2015… Que ano social estranho!

Dizem que na verdade o conceito de esquerda e direita política não podem ser colocados em uma régua, dizendo que um está distante do outro. A melhor definição é a ferradura, onde os extremos ficam perto uns dos outros, mas sem se tocarem.

Teoria da Ferradura 1

Com o surgimento da New Wave of Brazilian Right (inventei o termo baseado o NWBHV), e segundo Newton “sempre que um corpo exerce uma força sobre outro, esse outro exercerá sobre o primeiro uma força de mesmo módulo e em sentido contrário”, podemos ver o crescimento dos justiceiros sociais. Um grupo alinhado ao pensamento de esquerda que consegue envergonhar a esquerda e dar munição à direita.

E com esse grupo surgiu uma grande quantidade de neologismos tão ruins quanto os já discutidos aqui. Descobrimos termos, e seus funcionamentos, de coisas como emponderamento, lugar de fala, espaço seguro e outros mais. Até aí parecia algo tranquilo, mas com eles surgiu coisas abomináveis como palmitagem, omice, falsa simetria etc.

A situação, que já era ruim tendo que aguentar um monte conservadores jovens (Hahahaha), ficou pior 2015 com esses grupelhos que conseguem tirar do sério qualquer pessoa com um mínimo de inteligência.
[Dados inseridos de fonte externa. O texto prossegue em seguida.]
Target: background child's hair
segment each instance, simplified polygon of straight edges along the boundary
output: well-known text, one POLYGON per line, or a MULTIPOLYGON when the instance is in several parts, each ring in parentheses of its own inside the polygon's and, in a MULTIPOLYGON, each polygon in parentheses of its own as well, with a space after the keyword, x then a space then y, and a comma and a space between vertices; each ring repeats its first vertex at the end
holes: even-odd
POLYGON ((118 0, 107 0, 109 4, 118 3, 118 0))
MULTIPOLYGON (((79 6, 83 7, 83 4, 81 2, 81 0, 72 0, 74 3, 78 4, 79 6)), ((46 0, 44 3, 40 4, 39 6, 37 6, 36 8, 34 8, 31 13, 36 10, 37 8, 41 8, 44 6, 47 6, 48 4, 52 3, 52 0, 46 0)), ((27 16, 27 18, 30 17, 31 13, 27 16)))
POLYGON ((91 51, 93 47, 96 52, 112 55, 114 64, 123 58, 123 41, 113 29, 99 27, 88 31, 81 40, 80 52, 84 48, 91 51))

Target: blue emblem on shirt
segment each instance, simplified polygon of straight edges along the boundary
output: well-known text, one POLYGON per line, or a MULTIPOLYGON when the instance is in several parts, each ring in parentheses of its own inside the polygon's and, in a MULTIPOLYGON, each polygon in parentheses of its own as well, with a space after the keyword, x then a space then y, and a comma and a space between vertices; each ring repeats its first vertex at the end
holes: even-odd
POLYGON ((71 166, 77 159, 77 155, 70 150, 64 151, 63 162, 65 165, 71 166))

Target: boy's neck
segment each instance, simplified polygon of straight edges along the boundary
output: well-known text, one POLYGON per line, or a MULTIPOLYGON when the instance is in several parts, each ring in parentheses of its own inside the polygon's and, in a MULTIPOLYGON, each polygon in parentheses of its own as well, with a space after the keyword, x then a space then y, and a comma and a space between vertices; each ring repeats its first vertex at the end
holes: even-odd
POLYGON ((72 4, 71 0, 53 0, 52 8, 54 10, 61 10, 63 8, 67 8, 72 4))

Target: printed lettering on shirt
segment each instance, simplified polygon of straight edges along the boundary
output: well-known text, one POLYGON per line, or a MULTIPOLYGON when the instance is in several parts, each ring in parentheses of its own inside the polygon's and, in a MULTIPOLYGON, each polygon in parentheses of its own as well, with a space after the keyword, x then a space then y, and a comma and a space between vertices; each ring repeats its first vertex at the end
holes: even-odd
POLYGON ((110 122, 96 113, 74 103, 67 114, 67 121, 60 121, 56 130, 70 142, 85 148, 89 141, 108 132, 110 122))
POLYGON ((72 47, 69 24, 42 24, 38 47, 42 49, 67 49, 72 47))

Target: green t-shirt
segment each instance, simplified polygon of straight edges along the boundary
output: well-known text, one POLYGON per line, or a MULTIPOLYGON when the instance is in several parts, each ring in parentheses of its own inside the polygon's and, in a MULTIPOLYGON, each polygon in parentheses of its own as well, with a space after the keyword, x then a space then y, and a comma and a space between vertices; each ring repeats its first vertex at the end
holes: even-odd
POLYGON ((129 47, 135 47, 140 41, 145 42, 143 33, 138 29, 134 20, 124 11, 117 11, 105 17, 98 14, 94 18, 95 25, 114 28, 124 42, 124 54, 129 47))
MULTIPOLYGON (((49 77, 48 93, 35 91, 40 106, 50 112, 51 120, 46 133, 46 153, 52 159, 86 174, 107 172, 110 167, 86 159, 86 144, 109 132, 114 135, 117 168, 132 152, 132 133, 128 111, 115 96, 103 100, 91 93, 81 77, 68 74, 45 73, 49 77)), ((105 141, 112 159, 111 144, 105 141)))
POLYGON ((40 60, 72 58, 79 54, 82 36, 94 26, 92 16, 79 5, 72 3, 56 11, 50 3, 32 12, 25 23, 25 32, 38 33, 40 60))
A começar com o neologismo OMI.

Se você não sabe o que é “omi” (ou “uzomi” ou “omice” ou “piroco”), saiba que é uma forma pejorativa de se escrever “homem”. E seguido desse substantivo seguem as maiores barbaridades misândricas possíveis.

Um clássico da Aventuras na Justiça Social
Um clássico da Aventuras na Justiça Social

É isso mesmo amiguinho. Enquanto uns lutam para fazer o mundo um lugar mais igual e com oportunidades para todos, outros problematizam tanto que gera um curto circuito na cabeça e acabam por denegrir a imagem do movimento social. Ou você acha que com um discurso desse alguém leva a sério esse feminismo canhestro? Que aliás nem consegue respeitar seus pares.

Sejamos sinceros uns com os outros. É preciso de pessoas que zelem por grupos sociais que são historicamente oprimidos por “n” motivos que nem preciso elencar aqui. O que não precisamos é de mais ódio.

E por falar em ódio você sabe o que é eugenia?

Basicamente é um pensamento social que prega a eliminação de pessoas “geneticamente inferiores” em prol de uma sociedade “melhor” (caso ficou curioso tem mais aqui sobre o tema). Um exemplo desse tipo de pensamento foi o governo nazista na Alemanha que bolou um plano para extinguir raças consideradas inferiores.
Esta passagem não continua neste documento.